Paul began coaching in DC Stoddert in the spring of 1996 for Nell’s coed U-5 team, the Red Hearts. Two years later, when Ben started playing, Paul added the new U-5 Raptors to his coaching responsibilities. “When as a complete soccer neophyte, I first faced a coed team of Murch kindergarten kids in 1996,” Paul recently wrote, “I had no idea it would run this long or be this rewarding.”
In addition to coaching two teams, Paul made several tours as commissioner, fields volunteer, and go-to scheduler for his children’s divisions. As commissioner in both coed and girls-only divisions, he was active in Stoddert’s efforts to reach out to and incorporate teams from such community soccer organizations as
DC Scores and
City FC, as well as public and charter school teams from Columbia Heights and DC neighborhoods. “Paul probably did more than any rec commissioner to welcome teams from across DC to join the League,” says Board Chair
David Sarley.
Playing for "fun and friendship." The Red Hearts merged with the Cheetahs to form the Thunder, which finished their 27-season run last spring as most of the players graduated high school and went off to college. Co-coached by
Harry Jaffe (photo: left), who also ended a 27-season coaching streak last spring, Thunder dominated the Girls High School division for the last few seasons and represented the best of DC Stoddert recreational soccer. While some of the girls played on travel teams at times and many played for their high schools, it is a testament to Paul and Harry that many played all the way from kindergarten through high school on their Stoddert rec team—“longer than most people play on any team in any sport,” Paul notes. They played for fun and friendship.
Co-coaches Harry & Paul
Holder of a USSF D coaching license, Paul also coached his son Ben’s Raptors from U5 into high school, a 23-season run that outlasted all other teams in his age cohort. As co-commissioner, Paul helped organize what was for many years DC Stoddert’s largest coed rec division. He pioneered a system to tier as many as 36 teams to ensure better match-ups while enforcing DC Stoddert’s three-goal rule. Coaches grew used to receiving E-mails from far-flung locations—Afghanistan, Iraq, Guantanamo, or the Balkans—as Paul carried out his commissioner duties while traveling in his role as Washington correspondent for The Globe and Mail.
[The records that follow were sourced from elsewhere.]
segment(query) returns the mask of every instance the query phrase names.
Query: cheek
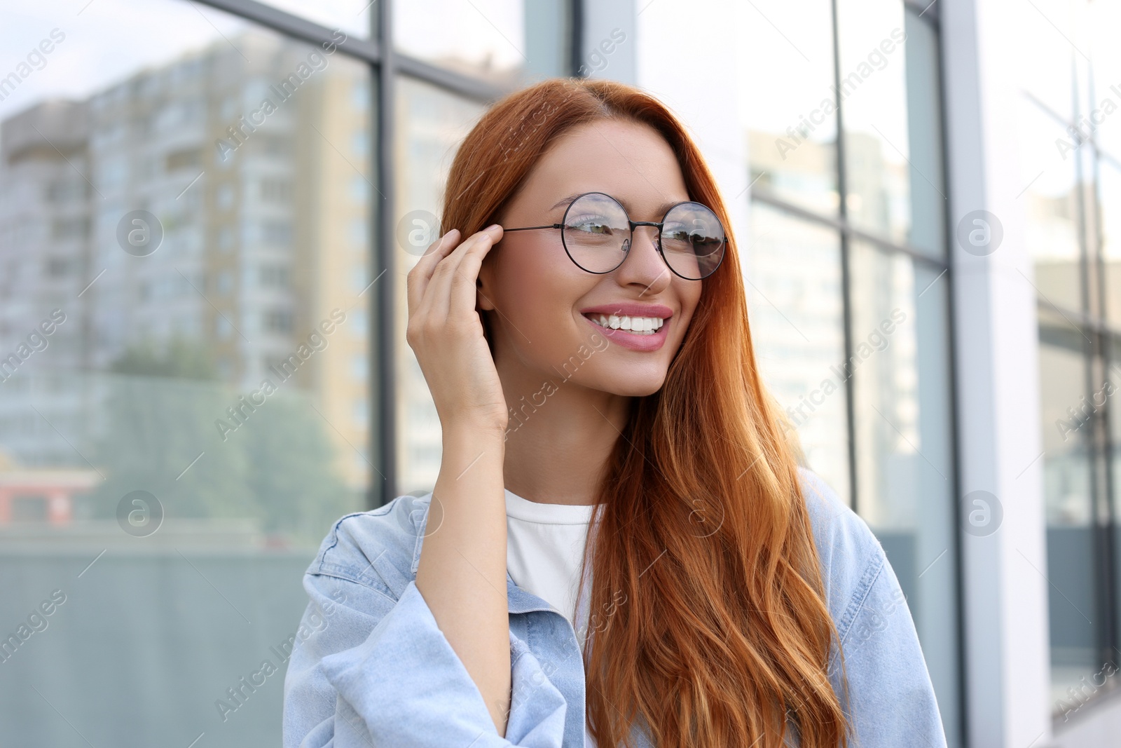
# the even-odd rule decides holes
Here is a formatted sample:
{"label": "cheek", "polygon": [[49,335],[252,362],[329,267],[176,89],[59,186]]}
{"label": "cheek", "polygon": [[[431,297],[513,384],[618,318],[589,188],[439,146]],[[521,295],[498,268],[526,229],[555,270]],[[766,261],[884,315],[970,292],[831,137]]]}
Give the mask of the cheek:
{"label": "cheek", "polygon": [[558,324],[572,317],[576,299],[586,293],[589,281],[582,275],[595,278],[573,265],[563,247],[527,242],[499,262],[503,302],[499,307],[530,340],[535,338],[529,329],[555,333]]}

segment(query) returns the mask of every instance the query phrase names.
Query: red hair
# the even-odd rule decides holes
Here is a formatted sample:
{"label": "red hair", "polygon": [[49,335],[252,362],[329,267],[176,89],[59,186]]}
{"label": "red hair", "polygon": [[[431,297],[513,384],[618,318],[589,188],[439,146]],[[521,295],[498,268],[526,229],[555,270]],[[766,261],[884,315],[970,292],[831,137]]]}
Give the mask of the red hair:
{"label": "red hair", "polygon": [[[444,229],[469,237],[493,223],[550,144],[604,119],[660,133],[689,200],[730,229],[716,182],[674,114],[634,86],[582,79],[543,81],[482,117],[452,163]],[[488,341],[493,350],[489,329]],[[629,746],[639,719],[659,748],[780,748],[788,727],[803,748],[847,745],[827,680],[837,634],[797,454],[756,366],[729,230],[664,386],[634,399],[600,484],[600,532],[584,561],[597,745]]]}

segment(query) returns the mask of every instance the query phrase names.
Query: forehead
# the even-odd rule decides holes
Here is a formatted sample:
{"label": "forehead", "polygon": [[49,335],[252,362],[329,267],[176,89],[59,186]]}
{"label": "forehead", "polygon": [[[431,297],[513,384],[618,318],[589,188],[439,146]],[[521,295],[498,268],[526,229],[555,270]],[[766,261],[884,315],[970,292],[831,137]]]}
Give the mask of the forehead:
{"label": "forehead", "polygon": [[634,211],[632,218],[689,198],[665,138],[648,124],[626,120],[597,120],[565,132],[535,165],[521,197],[528,206],[549,210],[582,192],[614,196]]}

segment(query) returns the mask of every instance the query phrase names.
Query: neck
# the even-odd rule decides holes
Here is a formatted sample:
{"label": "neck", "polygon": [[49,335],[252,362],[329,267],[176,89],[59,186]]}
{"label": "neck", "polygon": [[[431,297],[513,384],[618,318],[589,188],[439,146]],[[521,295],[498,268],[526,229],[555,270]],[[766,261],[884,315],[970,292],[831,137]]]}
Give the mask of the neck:
{"label": "neck", "polygon": [[596,504],[600,477],[621,438],[631,398],[558,378],[512,384],[502,379],[513,410],[507,426],[506,487],[529,501]]}

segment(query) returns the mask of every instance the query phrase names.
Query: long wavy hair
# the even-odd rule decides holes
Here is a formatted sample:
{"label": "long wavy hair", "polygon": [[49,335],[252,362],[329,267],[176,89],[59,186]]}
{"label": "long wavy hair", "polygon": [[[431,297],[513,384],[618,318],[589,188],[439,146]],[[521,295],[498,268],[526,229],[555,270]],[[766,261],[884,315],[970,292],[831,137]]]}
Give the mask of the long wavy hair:
{"label": "long wavy hair", "polygon": [[[689,200],[731,227],[701,151],[661,102],[614,81],[548,79],[499,100],[461,144],[443,230],[469,237],[495,222],[553,141],[604,119],[658,131]],[[584,665],[597,745],[630,747],[637,721],[659,748],[779,748],[790,731],[804,748],[849,745],[799,454],[756,366],[728,231],[663,388],[632,401],[589,526]]]}

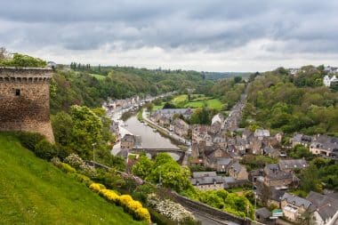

Koring Siphon. Paul’s name lives in Stoddert lore through the “Koring Siphon,” the technique he developed to use a garden hose to drain soccer fields from Meadowbrook to Sligo Creek to Carter Barron to Takoma. Paul’s diligence in field preparation—whether draining standing water or filling holes with mulch—ensured that his divisions played on many Saturdays when other divisions were forced to sit out.
Even with 27 Stoddert seasons under his belt, Paul believes that he made his greatest coaching discovery early in his career. “The single most important thing I ever said as a coach in that entire time was when—part-way through the first season—I stumbled on the considerable value of having the entire team ‘point to the goal where we want to score,’” Paul wrote recently. “Reducing that confusion gave us a massive advantage in U5, which I believe carried over for many seasons.”